An accurate metaphor describes emotions as mental muscles—the more you exercise them, the stronger the neural connections underlying them grow. The more you focus on any emotion, the more likely you are to frequently experience it by habit.
Implicit Metaphors
Although "implicit metaphors" guide behavior outside awareness, they can be ascertained on reflection.
I ask clients at intake to come up with metaphors that describe their lives. Here are typical responses:
“Life is a minefield.”
“Life is a journey.”
“Life is a three-ring circus.”
“Life is a race.”
“Life is a marathon.”
“Life is a battle.”
“Only the strong survive.”
Such metaphors sound subtle alarms, experienced as unease or tension. They distort appraisals of reality and make us ever-ready to worsen experiences through blame, denial, or avoidance.
Bad Relationship Metaphors
The following are metaphors that intensified and prolonged painful standoffs between a client and his wife:
“A good husband is a rock,” which made him hard and intransigent.
“If a husband seems weak, he’ll be manipulated.”
“Marriage is a movie thriller; you have to drive hard to avoid a bad end.”
“Love is a meal we must eat together,” which made her feel needy.

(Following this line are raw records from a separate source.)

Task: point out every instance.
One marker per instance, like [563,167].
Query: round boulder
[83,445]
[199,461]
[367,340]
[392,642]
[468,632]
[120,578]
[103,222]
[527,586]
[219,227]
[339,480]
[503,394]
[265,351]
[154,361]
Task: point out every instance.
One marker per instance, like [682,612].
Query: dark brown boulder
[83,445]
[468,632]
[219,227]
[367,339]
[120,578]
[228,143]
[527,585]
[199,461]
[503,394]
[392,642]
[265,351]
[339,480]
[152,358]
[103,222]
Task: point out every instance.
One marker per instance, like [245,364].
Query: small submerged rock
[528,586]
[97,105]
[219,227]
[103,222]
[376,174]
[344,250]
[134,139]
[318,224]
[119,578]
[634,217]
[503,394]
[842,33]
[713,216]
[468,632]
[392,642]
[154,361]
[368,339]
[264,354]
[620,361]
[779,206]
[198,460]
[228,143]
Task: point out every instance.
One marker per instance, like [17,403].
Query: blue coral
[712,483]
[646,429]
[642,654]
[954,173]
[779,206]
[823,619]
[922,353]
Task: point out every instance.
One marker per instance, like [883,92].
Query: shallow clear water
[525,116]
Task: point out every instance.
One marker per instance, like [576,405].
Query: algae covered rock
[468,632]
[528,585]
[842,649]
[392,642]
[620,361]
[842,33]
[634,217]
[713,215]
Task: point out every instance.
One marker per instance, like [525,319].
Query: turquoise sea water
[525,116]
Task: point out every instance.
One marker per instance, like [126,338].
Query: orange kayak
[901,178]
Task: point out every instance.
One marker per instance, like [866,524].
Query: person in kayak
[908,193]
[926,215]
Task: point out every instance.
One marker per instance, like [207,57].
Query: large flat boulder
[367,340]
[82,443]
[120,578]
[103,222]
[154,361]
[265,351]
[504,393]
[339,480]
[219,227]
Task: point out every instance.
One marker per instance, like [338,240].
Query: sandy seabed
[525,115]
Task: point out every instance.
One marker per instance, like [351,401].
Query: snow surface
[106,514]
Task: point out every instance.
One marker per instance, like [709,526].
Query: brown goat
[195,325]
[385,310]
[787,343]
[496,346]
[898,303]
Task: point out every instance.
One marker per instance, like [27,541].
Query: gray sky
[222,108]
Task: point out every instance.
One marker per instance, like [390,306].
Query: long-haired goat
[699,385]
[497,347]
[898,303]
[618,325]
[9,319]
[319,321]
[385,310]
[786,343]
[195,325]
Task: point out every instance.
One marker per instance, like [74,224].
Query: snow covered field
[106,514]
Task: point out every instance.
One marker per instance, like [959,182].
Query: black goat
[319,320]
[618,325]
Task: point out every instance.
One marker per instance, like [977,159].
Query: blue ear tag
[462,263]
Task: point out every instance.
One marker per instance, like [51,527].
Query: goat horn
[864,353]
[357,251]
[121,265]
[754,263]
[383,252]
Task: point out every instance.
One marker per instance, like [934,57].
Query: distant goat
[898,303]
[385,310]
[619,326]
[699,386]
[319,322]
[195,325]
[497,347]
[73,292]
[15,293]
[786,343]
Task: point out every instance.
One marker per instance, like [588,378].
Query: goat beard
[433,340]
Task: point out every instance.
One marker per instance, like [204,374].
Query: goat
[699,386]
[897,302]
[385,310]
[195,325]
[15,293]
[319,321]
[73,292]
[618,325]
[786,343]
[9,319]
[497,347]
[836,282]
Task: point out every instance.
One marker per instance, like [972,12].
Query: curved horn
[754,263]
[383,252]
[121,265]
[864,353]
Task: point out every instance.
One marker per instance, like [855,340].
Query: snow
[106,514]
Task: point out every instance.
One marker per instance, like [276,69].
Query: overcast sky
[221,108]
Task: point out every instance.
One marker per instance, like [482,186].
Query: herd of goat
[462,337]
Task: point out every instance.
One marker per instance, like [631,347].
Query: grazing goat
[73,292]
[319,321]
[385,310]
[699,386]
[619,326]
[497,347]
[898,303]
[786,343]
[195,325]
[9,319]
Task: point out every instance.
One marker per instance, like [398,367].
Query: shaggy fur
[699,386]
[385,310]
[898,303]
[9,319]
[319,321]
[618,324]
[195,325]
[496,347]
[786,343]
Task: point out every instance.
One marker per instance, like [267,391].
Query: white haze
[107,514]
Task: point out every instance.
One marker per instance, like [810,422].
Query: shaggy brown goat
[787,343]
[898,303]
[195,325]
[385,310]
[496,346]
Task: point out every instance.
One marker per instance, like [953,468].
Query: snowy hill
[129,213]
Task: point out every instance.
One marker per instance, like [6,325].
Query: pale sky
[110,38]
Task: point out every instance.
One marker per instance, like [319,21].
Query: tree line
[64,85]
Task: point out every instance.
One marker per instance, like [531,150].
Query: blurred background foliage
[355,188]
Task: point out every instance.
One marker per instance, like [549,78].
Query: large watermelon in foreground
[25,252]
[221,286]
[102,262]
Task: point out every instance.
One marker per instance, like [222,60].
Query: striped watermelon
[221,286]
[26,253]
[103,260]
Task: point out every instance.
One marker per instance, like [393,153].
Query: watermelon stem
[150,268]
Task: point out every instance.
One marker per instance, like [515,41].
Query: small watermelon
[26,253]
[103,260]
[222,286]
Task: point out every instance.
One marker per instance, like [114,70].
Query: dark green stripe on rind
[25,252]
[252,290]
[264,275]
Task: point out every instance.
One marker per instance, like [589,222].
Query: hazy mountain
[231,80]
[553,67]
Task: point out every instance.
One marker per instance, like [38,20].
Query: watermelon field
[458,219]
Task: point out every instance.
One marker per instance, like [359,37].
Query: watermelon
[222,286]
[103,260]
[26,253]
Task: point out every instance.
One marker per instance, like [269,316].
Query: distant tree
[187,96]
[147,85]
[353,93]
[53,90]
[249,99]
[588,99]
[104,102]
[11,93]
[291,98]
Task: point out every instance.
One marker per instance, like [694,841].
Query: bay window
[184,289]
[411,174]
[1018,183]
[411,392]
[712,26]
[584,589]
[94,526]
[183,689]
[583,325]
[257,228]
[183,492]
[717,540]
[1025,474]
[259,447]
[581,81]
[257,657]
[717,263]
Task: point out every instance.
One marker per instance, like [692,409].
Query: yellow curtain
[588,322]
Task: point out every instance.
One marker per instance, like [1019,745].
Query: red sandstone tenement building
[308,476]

We replaced these dysfunctional metaphors with those based on their deeper values:
“A good husband is a champion, a nurse, a guide, and a shade tree.”
“Marriage is a handful of seeds; with nurturing and care, they develop into a lovely garden.”
“Marriage is a movie with some comedy, mystery, excitement, sorrow, pain, love, and beauty.”
"Love is a lifeline that keeps us connected, even when we’re apart.”
When humane values fuel metaphors, they improve lives and enrich experiences.
Exercise
What is your metaphor for life?
If it's negative, adapt it in a way that allows improvement.
What is your metaphor for your relationship?
If it's negative, adapt it in a way that allows improvement.